The Ceph Object Gateway can be integrated with the Keystone identity service. This integration configures RGW to use the Identity service as the user authority. If Keystone authorizes a user to access the gateway, then the user is also initially created on the Ceph Object Gateway. Identity tokens that Keystone validates are considered valid by the Ceph Object Gateway. The Ceph Object Gateway is also configured as an object-storage endpoint in Keystone.

Block Storage

Block storage is implemented in OpenStack by the Block Storage service (Cinder). The Block Storage service provides persistent volumes that remain in storage and are stable when not attached to any instance. It is common to configure the Block Storage service with multiple back ends. The default storage back end is the Logical Volume Manager (LVM), which is configured to use a volume group called cinder-volumes. TripleO can create the volume group during an installation, or use an existing cinder-volumes volume group.

When Ceph storage is integrated into RHOSP, TripleO configures the Block Storage service to use RADOS Block Devices (RBD) as the back end. Block Storage volumes are stored in a Ceph pool called volumes. Volume backups are stored in a Ceph pool called backups. Ceph block device images attach to an OpenStack instance by using libvirt, which configures the QEMU interface to the librbd Ceph module. Ceph stripes block volumes across multiple OSDs within the cluster, providing increased performance for large volumes when compared to local drives.

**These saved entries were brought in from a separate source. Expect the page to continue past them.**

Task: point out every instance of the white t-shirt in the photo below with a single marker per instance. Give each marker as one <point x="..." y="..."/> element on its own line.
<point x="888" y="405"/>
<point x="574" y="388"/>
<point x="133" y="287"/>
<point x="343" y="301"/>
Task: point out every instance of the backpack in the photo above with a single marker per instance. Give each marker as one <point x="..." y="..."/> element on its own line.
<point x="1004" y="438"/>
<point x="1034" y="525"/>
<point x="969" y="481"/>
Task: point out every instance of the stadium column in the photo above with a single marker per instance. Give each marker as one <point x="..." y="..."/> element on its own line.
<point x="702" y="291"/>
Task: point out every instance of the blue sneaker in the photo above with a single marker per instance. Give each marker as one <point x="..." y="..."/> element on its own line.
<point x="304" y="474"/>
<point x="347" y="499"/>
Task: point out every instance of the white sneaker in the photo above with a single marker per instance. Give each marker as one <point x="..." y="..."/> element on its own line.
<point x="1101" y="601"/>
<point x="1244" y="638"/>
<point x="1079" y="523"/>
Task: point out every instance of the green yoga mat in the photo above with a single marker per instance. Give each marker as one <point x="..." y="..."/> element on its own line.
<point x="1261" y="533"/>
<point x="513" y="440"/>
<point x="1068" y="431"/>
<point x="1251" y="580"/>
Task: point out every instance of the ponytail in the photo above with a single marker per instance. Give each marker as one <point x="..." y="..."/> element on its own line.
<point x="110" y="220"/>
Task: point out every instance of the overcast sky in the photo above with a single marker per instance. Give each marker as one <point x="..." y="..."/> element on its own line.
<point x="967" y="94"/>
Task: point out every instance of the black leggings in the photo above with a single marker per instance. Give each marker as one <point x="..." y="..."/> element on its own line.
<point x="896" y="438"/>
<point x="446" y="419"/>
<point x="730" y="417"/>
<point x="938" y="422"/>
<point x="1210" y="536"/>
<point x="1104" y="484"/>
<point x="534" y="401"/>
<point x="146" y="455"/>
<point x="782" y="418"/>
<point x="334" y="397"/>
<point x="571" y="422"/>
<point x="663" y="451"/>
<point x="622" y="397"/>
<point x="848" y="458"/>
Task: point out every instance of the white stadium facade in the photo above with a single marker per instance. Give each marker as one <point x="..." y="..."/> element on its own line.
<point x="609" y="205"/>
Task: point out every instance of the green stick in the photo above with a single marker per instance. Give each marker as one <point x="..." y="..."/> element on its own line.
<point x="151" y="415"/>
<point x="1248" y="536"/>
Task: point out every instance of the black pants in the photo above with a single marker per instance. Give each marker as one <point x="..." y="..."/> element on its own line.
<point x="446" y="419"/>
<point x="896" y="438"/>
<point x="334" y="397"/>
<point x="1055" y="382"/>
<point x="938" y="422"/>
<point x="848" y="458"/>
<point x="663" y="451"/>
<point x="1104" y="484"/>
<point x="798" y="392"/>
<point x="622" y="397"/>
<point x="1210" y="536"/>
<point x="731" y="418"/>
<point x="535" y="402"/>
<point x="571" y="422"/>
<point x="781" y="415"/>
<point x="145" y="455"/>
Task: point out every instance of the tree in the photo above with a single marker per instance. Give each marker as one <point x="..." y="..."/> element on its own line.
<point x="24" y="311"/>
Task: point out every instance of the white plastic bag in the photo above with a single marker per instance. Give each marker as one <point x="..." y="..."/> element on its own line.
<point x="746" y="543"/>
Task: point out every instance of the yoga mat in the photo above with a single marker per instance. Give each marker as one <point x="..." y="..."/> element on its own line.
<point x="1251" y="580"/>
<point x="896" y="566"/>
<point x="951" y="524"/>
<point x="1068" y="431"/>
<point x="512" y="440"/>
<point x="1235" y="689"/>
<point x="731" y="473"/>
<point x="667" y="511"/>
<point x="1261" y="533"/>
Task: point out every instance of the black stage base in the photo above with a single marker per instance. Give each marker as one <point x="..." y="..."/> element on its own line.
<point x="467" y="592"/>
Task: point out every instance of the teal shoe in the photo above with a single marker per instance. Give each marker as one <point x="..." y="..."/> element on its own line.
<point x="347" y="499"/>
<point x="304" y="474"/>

OpenStack volumes, snapshots, and clones are implemented as block devices. OpenStack uses volumes to boot VMs, or to attach to running VMs as further application storage.

File Storage

File storage is implemented in OpenStack by the Shared File Systems service (Manila). The Shared File Systems service supports multiple back ends and can provision shares from one or more back ends. Share servers export file shares by using various file system protocols such as NFS, CIFS, GlusterFS, or HDFS.

The Shared File Systems service is persistent storage and can be mounted to any number of client machines. You can detach file shares from one instance and attach them to another instance without data loss. The Shared File Systems service manages share attributes, access rules, quotas, and rate limits. Because unprivileged users are not allowed to use the mount command, the Shared File Systems service acts as a broker to mount and unmount shares that the storage operator configured.

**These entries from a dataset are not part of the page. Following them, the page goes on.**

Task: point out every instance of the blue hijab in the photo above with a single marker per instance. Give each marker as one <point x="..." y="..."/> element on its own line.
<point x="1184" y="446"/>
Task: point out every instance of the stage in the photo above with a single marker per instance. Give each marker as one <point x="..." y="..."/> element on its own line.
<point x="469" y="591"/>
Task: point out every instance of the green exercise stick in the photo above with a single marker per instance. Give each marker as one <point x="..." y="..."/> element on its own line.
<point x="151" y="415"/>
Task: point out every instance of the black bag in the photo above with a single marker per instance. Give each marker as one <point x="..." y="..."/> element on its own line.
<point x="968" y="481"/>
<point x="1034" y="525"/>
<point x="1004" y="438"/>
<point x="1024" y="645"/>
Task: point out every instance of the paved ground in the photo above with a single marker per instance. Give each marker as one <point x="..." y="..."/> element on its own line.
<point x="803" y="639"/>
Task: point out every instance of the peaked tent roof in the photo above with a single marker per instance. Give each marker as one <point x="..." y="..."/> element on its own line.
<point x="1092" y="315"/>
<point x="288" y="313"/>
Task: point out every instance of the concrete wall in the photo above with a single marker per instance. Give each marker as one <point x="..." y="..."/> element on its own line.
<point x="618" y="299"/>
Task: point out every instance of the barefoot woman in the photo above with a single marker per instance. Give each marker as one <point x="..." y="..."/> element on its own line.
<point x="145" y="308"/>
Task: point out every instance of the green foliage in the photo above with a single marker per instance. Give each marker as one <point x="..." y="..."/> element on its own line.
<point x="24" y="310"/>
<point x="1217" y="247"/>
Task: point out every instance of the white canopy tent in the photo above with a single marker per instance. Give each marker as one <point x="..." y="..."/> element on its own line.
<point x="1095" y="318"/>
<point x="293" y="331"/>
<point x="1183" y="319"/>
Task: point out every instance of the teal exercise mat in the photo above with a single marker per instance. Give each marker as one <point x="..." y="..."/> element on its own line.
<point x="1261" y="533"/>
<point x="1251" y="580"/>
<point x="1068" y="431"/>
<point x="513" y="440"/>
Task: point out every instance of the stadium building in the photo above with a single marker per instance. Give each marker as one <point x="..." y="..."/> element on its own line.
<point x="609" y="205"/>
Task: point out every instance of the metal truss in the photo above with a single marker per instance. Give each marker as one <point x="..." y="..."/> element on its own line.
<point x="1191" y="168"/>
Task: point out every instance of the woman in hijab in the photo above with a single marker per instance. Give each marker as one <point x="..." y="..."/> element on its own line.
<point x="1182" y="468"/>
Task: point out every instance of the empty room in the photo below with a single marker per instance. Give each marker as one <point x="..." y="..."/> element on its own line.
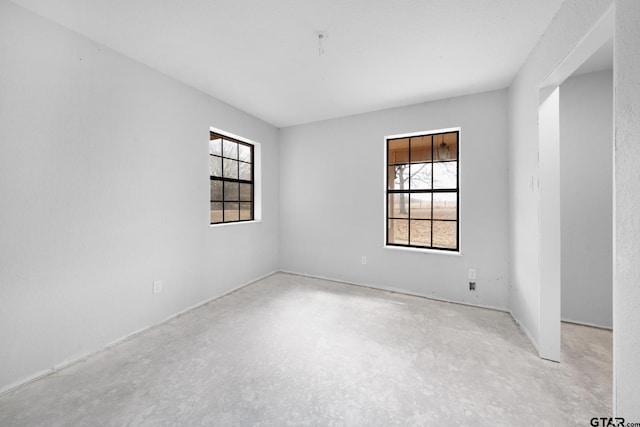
<point x="320" y="213"/>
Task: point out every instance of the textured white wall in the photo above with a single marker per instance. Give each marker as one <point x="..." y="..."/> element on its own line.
<point x="574" y="19"/>
<point x="626" y="296"/>
<point x="586" y="181"/>
<point x="104" y="189"/>
<point x="332" y="200"/>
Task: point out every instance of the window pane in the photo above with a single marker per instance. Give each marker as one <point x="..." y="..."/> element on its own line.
<point x="398" y="205"/>
<point x="420" y="233"/>
<point x="445" y="175"/>
<point x="231" y="212"/>
<point x="245" y="171"/>
<point x="215" y="147"/>
<point x="216" y="212"/>
<point x="421" y="149"/>
<point x="444" y="234"/>
<point x="245" y="211"/>
<point x="445" y="206"/>
<point x="446" y="146"/>
<point x="398" y="231"/>
<point x="398" y="151"/>
<point x="230" y="168"/>
<point x="231" y="191"/>
<point x="420" y="206"/>
<point x="246" y="192"/>
<point x="215" y="166"/>
<point x="420" y="176"/>
<point x="230" y="149"/>
<point x="398" y="177"/>
<point x="244" y="153"/>
<point x="216" y="190"/>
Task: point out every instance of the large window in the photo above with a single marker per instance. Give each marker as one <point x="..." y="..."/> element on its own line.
<point x="231" y="170"/>
<point x="422" y="191"/>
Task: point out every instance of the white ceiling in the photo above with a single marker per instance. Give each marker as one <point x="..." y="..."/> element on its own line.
<point x="262" y="56"/>
<point x="601" y="60"/>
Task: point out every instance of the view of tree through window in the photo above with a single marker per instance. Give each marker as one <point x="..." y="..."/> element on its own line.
<point x="231" y="175"/>
<point x="422" y="191"/>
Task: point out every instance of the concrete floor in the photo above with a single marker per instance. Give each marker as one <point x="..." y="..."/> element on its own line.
<point x="291" y="350"/>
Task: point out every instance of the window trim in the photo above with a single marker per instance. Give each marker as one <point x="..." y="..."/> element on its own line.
<point x="256" y="178"/>
<point x="385" y="195"/>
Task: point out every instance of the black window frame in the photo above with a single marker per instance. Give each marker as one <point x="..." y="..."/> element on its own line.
<point x="227" y="198"/>
<point x="432" y="191"/>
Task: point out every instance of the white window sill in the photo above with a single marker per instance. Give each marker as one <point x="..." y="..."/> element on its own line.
<point x="230" y="224"/>
<point x="423" y="250"/>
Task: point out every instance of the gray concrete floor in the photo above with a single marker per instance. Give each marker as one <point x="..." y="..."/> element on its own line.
<point x="296" y="351"/>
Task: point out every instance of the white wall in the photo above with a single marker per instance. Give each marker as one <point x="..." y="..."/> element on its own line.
<point x="586" y="185"/>
<point x="332" y="200"/>
<point x="104" y="189"/>
<point x="626" y="289"/>
<point x="572" y="22"/>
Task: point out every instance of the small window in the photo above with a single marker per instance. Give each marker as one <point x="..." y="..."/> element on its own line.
<point x="423" y="191"/>
<point x="231" y="170"/>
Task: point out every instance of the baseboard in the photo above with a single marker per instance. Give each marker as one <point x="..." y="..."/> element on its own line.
<point x="591" y="325"/>
<point x="84" y="356"/>
<point x="396" y="291"/>
<point x="526" y="332"/>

When Ceph storage is integrated into RHOSP, TripleO configures the Shared File Systems service to use CephFS as the back end. CephFS uses the NFS protocol with the Shared File Systems service. TripleO can use the ControllerStorageNFS server role to configure an NFS Ganesha cluster as the scalable interface to the libcephfs back end.

Compute Storage

Ephemeral storage is implemented in OpenStack by the Compute service (Nova). The Compute service uses the KVM hypervisor with libvirt to launch compute workloads as VMs. The Compute service requires two types of storage for libvirt operations:

  • Base image: A cached and formatted copy of the image from the Image service.

  • Instance overlay: A layered volume to be overlaid on the base image to become the VM's instance disk.

When Ceph storage is integrated into RHOSP, TripleO configures the Compute service to use RADOS Block Devices (RBD) as the back end. With RBD, instance operating system disks can be managed either as ephemeral, to be deleted when the instance is shut down, or as a persistent volume. An ephemeral disk behaves like a normal disk, to be listed, formatted, mounted, and used as a block device. However, the disk and its data cannot be preserved or accessed beyond the instance that it is attached to.

In earlier OpenStack releases, a disk of a running VM appeared in the /var/lib/nova/instances/<uuid> directory of the hypervisor file system. Earlier Ceph versions could boot VMs only with the Block Storage services boot-from-volume function.

In recent versions, you can boot every VM inside Ceph directly without using the Block Storage service. This feature enables hypervisors to use the live-migration and evacuate operations to restore VMs in another hypervisor during a maintenance operation or on a hardware failure.